The attorney for a driver charged with killing a Rutland police officer during a motor-vehicle chase wants a judge to throw out the most serious murder charge against his client.
The lawyer also wrote new court filings that he wants the trial moved outside Rutland County because of publicity the case has received.
David Sleigh, representing Tate Rheaume, in seeking to lower the murder charge his client faces, cited a Rutland City Police Department internal affairs report became public last year. That report strongly criticized officers’ actions in the July 2023 high-speed vehicle pursuit that led to the death of a fellow officer, 19-year-old Jessica Ebbighausen.
The pursuit ended on Woodstock Avenue in Rutland when Rheaume drove his pickup nearly head-on into a cruiser driven by Ebbighausen.
Months following the crash the Rutland City Police Department conducted an internal affairs investigation.
“The report’s conclusion is not merely that a policy violation occurred. It is that the pursuit should not have started and should have been stopped,” Sleigh wrote in the filing this week in Rutland County Superior criminal court.
“A prosecution that depends on a pursuit initiated outside policy, outside supervisory control, and without the required training is legally and factually defective where the charge itself is tethered to the asserted law-enforcement predicate,” he added.
Rheaume, formerly of Salisbury, has pleaded not guilty to several charges, including aggravated murder, the most serious offense in Vermont, which carries a penalty of life in prison without parole. He is currently held without bail awaiting trial.
Rutland County State’s Attorney Ian Sullivan, the prosecutor, cited several aggravating factors when he filed the aggravated murder charge against Rheaume. Sullivan said the case had met the thresholds that the defendant “knowingly created” significant risk of death, that the murder was committed to avoid arrest, and that the victim was a law enforcement officer.

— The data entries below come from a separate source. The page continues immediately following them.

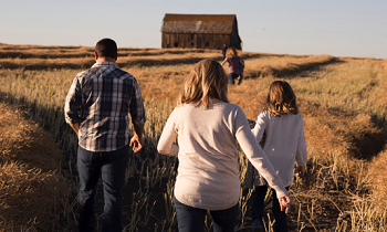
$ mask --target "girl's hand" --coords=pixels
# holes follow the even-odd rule
[[[285,210],[285,213],[287,213],[291,201],[292,200],[291,200],[290,196],[285,196],[285,197],[280,198],[281,211]]]

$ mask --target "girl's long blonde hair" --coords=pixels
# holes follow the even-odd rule
[[[270,85],[264,109],[271,116],[276,117],[286,114],[299,114],[295,94],[287,82],[275,81]]]
[[[219,62],[202,60],[194,66],[186,78],[177,98],[177,106],[197,104],[208,109],[212,99],[229,103],[228,83],[229,80]]]

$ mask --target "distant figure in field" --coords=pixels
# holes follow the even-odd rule
[[[157,146],[160,154],[179,159],[174,202],[180,232],[203,231],[208,210],[215,232],[234,231],[240,197],[238,143],[287,212],[287,191],[243,110],[230,104],[223,67],[215,60],[200,61],[186,78]]]
[[[304,135],[304,119],[299,113],[295,94],[287,82],[275,81],[271,84],[264,108],[255,119],[252,133],[257,141],[263,145],[263,151],[268,155],[282,183],[289,190],[293,181],[293,167],[297,162],[300,177],[305,173],[307,160],[306,143]],[[260,171],[248,164],[245,183],[255,189],[252,198],[253,231],[261,231],[262,217],[264,215],[264,198],[270,188]],[[275,232],[287,231],[286,214],[280,210],[272,189],[273,214],[275,219]]]
[[[129,146],[143,148],[145,110],[136,78],[117,64],[117,44],[95,45],[96,63],[79,73],[65,99],[65,120],[79,138],[79,231],[94,231],[96,186],[102,177],[102,231],[122,231],[122,197]],[[134,124],[129,141],[128,114]]]
[[[226,51],[227,51],[227,45],[226,45],[226,43],[223,43],[223,45],[222,45],[222,55],[223,55],[223,60],[226,59]]]
[[[238,56],[237,50],[234,48],[227,49],[227,57],[222,61],[221,65],[223,65],[226,62],[229,63],[229,81],[230,84],[233,85],[236,82],[236,78],[240,74],[240,66],[244,65],[244,61]],[[242,81],[238,84],[240,84]]]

Sleigh said Tuesday that if his motion challenging the aggravated factors is granted, his client at most would likely face a charge of second-degree murder. That charge carries a penalty of 20 years to life in prison.
“The State cannot transform an unauthorized and dangerous pursuit into the basis for aggravated murder simply because the pursuit ended in a fatal collision,” Seligh wrote in his filing this week.

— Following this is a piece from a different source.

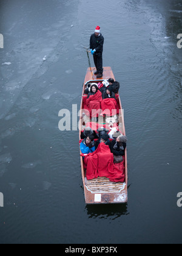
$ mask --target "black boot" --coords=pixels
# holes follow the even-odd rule
[[[96,78],[99,78],[99,77],[102,77],[102,76],[103,76],[103,74],[98,74],[97,76],[96,76]]]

“The legality of the police response matters,” he added. “Where the law-enforcement action was not authorized under departmental policy and was undertaken without the predicate serious offense, the State should not be allowed to rely on that conduct to elevate the charge.”
The internal report, which became public late last year after Sleigh filed it in court, stated that Ebbighausen’s death was “preventable” if officers had followed the proper procedures.
The policy violations, the report stated, ranged from not having the proper authority to initiate the pursuit to not following procedures while the chase was underway.
Ebbighausen was a part-time trainee officer at the Rutland City Police Department at the time. She was set to begin training the following month to get her full-time certification.
Rutland City Police Chief Brian Kilcullen announced his retirement shortly after the internal affairs report became public.
Two days after Kilcullen’s announcement, Sullivan, the prosecutor, issued a Brady letter naming Kilcullen, writing in it that despite his own attempts to get the internal affairs report, Kilcullen wasn’t forthcoming in providing it. Kilcullen’s actions, Sullivan’s letter stated, “demonstrate that he suppressed evidence favorable to the defendant in a criminal case in an attempt to shape the trial.”
Prosecutors issue Brady letters when an officer’s credibility is called into question.
Sleigh submitted a slew of other motions this week, including one allowing him to present evidence at trial of police policy violations.
“The proposed evidence is plainly relevant. The State will seek to prove that Defendant’s driving during the pursuit caused the officer’s death,” Sleigh wrote.
“The Defense, in turn,” he added, “is entitled to show that the police pursuit itself was conducted in violation of departmental policy and in a manner that materially increased the risk of the exact type of collision that occurred.”
In the filing seeking to move the case to a court outside Rutland County, Sleigh argued that the case received extensive media coverage.
“Particularly troubling is the documented efforts by police to withhold exculpatory information in an admitted attempt to influence the outcome of the trial,” Sleigh wrote. He added: “It does not merely reflect adverse publicity; it signals a coordinated institutional interest in conviction, which is likely to seep into the community’s understanding of the case.”
Sullivan could not be reached Tuesday for comment.